Das KHAG sieht aktuell allerdings das Gegenteil vor: Hier sollen nun mehrere Leistungsgruppen komplett entfallen – darunter auch die Infektiologie. „Für Kliniken heißt das konkret: Ohne eine Leistungsgruppe lässt sich spezielle Infektiologie kaum finanzieren – entsprechende Stellen zur Weiterbildung des medizinischen Nachwuchses würden wegfallen, Fachärztinnen und Fachärzte ohne Perspektive in andere Gebiete abwandern“, erläutert Prof. Gerd Fätkenheuer, Past-Präsident der DGI. Die Streichung der Leistungsgruppe habe strukturelle Konsequenzen und führe dazu, dass die Krankenhausplanung der Länder keine Infektiologie vorsieht. Selbst komplizierte Infektionen würden dann in nicht spezialisierten Kliniken versorgt werden. „Das gefährdet in hohem Maße die Versorgungsqualität und vor allem die Sicherheit der Patientinnen und Patienten“, warnt Fätkenheuer.

Schwächung der Infektionsmedizin – ein deutsches Phänomen

„Die Leistungsgruppe Infektiologie sollte – so der ursprüngliche Plan – nicht flächendeckend, sondern gezielt und kosteneffizient an spezialisierten Zentren vorgehalten werden, um dort Patienten mit komplexen Infektionen nach optimalen Qualitätsstandards zu versorgen, erläutert Vehreschild. „Mit dem aktuellen Entwurf des KHAG droht jetzt allerdings eine fundamentale Schwächung der Infektionsmedizin insgesamt. Damit handeln wir komplett entgegengesetzt zu anderen hochentwickelten, effizienten Gesundheitssystemen.“

Als Begründung für die Streichung der Leistungsgruppe werden vor allem technische Argumente, wie die Zuordenbarkeit von Leistungen zu vorhandenen Abrechnungsziffern (DRG), vorgebracht. „Hierfür gibt es jedoch pragmatische Lösungen, die bei anderen Leistungsgruppen auch angewendet werden.
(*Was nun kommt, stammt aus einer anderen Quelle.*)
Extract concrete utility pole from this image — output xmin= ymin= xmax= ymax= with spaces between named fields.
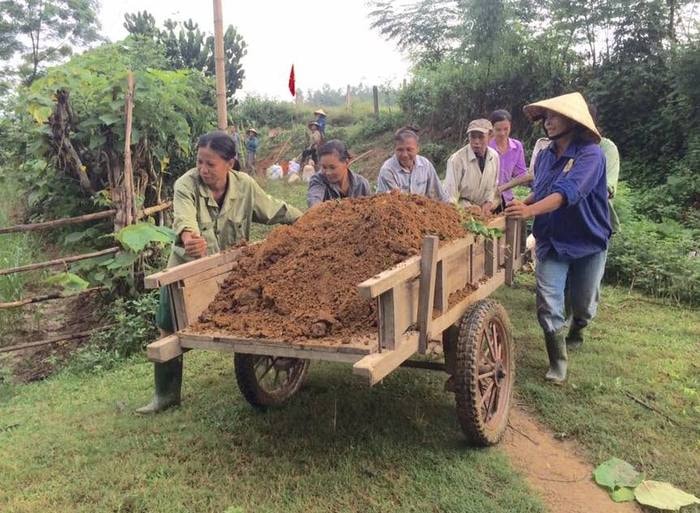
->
xmin=214 ymin=0 xmax=228 ymax=130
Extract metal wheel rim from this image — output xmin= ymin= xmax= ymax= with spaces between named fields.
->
xmin=253 ymin=356 xmax=305 ymax=395
xmin=477 ymin=317 xmax=511 ymax=425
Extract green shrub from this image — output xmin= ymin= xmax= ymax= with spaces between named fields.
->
xmin=69 ymin=291 xmax=159 ymax=372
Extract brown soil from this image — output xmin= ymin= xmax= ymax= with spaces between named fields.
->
xmin=500 ymin=408 xmax=641 ymax=513
xmin=192 ymin=194 xmax=466 ymax=340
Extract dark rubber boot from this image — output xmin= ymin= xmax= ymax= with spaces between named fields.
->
xmin=136 ymin=355 xmax=182 ymax=415
xmin=544 ymin=329 xmax=567 ymax=385
xmin=566 ymin=321 xmax=585 ymax=349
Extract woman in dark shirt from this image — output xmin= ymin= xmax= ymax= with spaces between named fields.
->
xmin=306 ymin=139 xmax=371 ymax=207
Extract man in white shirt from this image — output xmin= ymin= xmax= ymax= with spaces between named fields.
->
xmin=444 ymin=119 xmax=500 ymax=215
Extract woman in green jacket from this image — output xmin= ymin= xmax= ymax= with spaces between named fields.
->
xmin=136 ymin=131 xmax=301 ymax=413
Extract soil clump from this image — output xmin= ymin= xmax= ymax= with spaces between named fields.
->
xmin=196 ymin=194 xmax=467 ymax=341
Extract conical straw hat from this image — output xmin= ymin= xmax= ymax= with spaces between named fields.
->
xmin=523 ymin=93 xmax=600 ymax=142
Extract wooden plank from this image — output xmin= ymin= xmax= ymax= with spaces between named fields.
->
xmin=177 ymin=329 xmax=378 ymax=356
xmin=504 ymin=219 xmax=518 ymax=286
xmin=146 ymin=335 xmax=182 ymax=363
xmin=432 ymin=270 xmax=505 ymax=336
xmin=418 ymin=235 xmax=440 ymax=354
xmin=352 ymin=331 xmax=420 ymax=386
xmin=392 ymin=278 xmax=420 ymax=340
xmin=442 ymin=245 xmax=471 ymax=298
xmin=143 ymin=248 xmax=250 ymax=289
xmin=178 ymin=333 xmax=371 ymax=363
xmin=0 ymin=208 xmax=117 ymax=235
xmin=357 ymin=234 xmax=476 ymax=299
xmin=182 ymin=260 xmax=238 ymax=287
xmin=484 ymin=239 xmax=498 ymax=283
xmin=377 ymin=289 xmax=397 ymax=349
xmin=357 ymin=256 xmax=420 ymax=299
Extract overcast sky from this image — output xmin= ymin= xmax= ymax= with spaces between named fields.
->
xmin=100 ymin=0 xmax=409 ymax=99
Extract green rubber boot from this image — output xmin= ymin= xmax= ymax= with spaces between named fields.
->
xmin=566 ymin=321 xmax=585 ymax=349
xmin=544 ymin=328 xmax=567 ymax=385
xmin=136 ymin=355 xmax=182 ymax=415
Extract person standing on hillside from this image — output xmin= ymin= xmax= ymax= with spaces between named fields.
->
xmin=505 ymin=93 xmax=612 ymax=384
xmin=314 ymin=109 xmax=328 ymax=139
xmin=445 ymin=119 xmax=500 ymax=215
xmin=245 ymin=128 xmax=260 ymax=176
xmin=306 ymin=139 xmax=372 ymax=207
xmin=489 ymin=110 xmax=527 ymax=208
xmin=136 ymin=131 xmax=301 ymax=414
xmin=301 ymin=121 xmax=323 ymax=165
xmin=377 ymin=127 xmax=450 ymax=203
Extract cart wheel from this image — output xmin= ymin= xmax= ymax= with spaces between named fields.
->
xmin=454 ymin=299 xmax=515 ymax=446
xmin=233 ymin=353 xmax=309 ymax=410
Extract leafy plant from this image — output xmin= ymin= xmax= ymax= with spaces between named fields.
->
xmin=69 ymin=291 xmax=159 ymax=372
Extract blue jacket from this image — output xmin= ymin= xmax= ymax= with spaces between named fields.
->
xmin=532 ymin=141 xmax=612 ymax=260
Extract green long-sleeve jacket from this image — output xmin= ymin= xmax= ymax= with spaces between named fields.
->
xmin=600 ymin=137 xmax=620 ymax=233
xmin=168 ymin=168 xmax=301 ymax=267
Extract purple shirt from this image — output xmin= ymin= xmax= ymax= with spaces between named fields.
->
xmin=489 ymin=137 xmax=527 ymax=203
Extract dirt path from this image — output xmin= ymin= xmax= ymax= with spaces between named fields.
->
xmin=500 ymin=407 xmax=642 ymax=513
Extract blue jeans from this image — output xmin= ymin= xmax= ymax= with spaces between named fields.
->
xmin=535 ymin=251 xmax=607 ymax=333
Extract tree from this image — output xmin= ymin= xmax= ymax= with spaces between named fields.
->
xmin=124 ymin=11 xmax=248 ymax=100
xmin=0 ymin=0 xmax=101 ymax=83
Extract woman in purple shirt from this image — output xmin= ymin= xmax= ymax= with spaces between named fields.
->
xmin=489 ymin=110 xmax=527 ymax=207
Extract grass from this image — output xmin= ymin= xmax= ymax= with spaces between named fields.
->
xmin=496 ymin=276 xmax=700 ymax=495
xmin=0 ymin=351 xmax=543 ymax=513
xmin=0 ymin=174 xmax=700 ymax=512
xmin=0 ymin=176 xmax=45 ymax=340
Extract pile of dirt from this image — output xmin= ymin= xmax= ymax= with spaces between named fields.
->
xmin=196 ymin=194 xmax=466 ymax=341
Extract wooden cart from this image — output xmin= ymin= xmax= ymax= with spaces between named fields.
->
xmin=145 ymin=218 xmax=526 ymax=445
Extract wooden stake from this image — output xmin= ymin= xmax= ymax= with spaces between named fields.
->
xmin=0 ymin=287 xmax=107 ymax=309
xmin=0 ymin=247 xmax=121 ymax=276
xmin=418 ymin=235 xmax=440 ymax=354
xmin=123 ymin=71 xmax=136 ymax=226
xmin=214 ymin=0 xmax=228 ymax=130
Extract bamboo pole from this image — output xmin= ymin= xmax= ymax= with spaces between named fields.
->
xmin=0 ymin=287 xmax=107 ymax=310
xmin=123 ymin=71 xmax=136 ymax=226
xmin=0 ymin=324 xmax=114 ymax=353
xmin=0 ymin=201 xmax=173 ymax=235
xmin=498 ymin=174 xmax=535 ymax=194
xmin=136 ymin=201 xmax=173 ymax=219
xmin=0 ymin=247 xmax=121 ymax=276
xmin=348 ymin=149 xmax=374 ymax=165
xmin=0 ymin=209 xmax=117 ymax=235
xmin=214 ymin=0 xmax=228 ymax=130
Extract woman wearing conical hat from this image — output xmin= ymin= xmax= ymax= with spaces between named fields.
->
xmin=506 ymin=93 xmax=612 ymax=384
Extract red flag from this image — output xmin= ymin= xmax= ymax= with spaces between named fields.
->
xmin=289 ymin=64 xmax=297 ymax=96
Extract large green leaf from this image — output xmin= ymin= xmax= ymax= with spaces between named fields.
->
xmin=634 ymin=481 xmax=700 ymax=511
xmin=610 ymin=486 xmax=634 ymax=502
xmin=115 ymin=223 xmax=175 ymax=253
xmin=103 ymin=251 xmax=138 ymax=271
xmin=593 ymin=458 xmax=644 ymax=492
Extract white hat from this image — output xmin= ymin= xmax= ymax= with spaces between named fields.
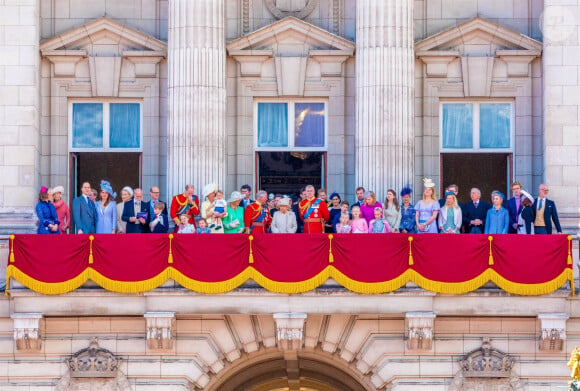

Daher ist es überhaupt nicht nachvollziehbar, dass die medizinische Versorgung von Patientinnen und Patienten gefährdet, und ohne Not die ursprünglichen Reformziele der Krankenhausreform für mehr Qualität und Effizienz geschwächt werden“, kommentiert Prof. Leif Erik Sander, Direktor der Klinik für Infektiologie an der Berliner Charité. Deshalb sein dringender Appell an die Parlamentarier: „Wir dürfen bei Qualität und Patientensicherheit keine Kompromisse machen! Die Leistungsgruppe Infektiologie muss, wie ursprünglich vorgesehen, wieder aufgenommen werden.“

Stellungnahme zahlreicher Fachgesellschaften und Verbände

Die Deutsche Gesellschaft für Infektiologie (DGI) plädiert daher in einer Stellungnahme mit zahlreichen Fachgesellschaften und Verbänden, darunter die Deutsche Gesellschaft für Innere Medizin (DGIM), die Gesellschaft für Virologie (GfV), der Berufsverband Deutscher Internistinnen und Internisten (BDI), die Deutsche Gesellschaft für Pädiatrische Infektiologie (DGPI), die Deutsche AIDS-Gesellschaft sowie die Deutsche Arbeitsgemeinschaft ambulant tätiger Ärztinnen und Ärzte für Infektionskrankheiten und HIV-Medizin (dagnä) für die Änderungen des aktuellen Entwurfs des KHAG und die Wiederaufnahme der Leistungsgruppe Infektiologie.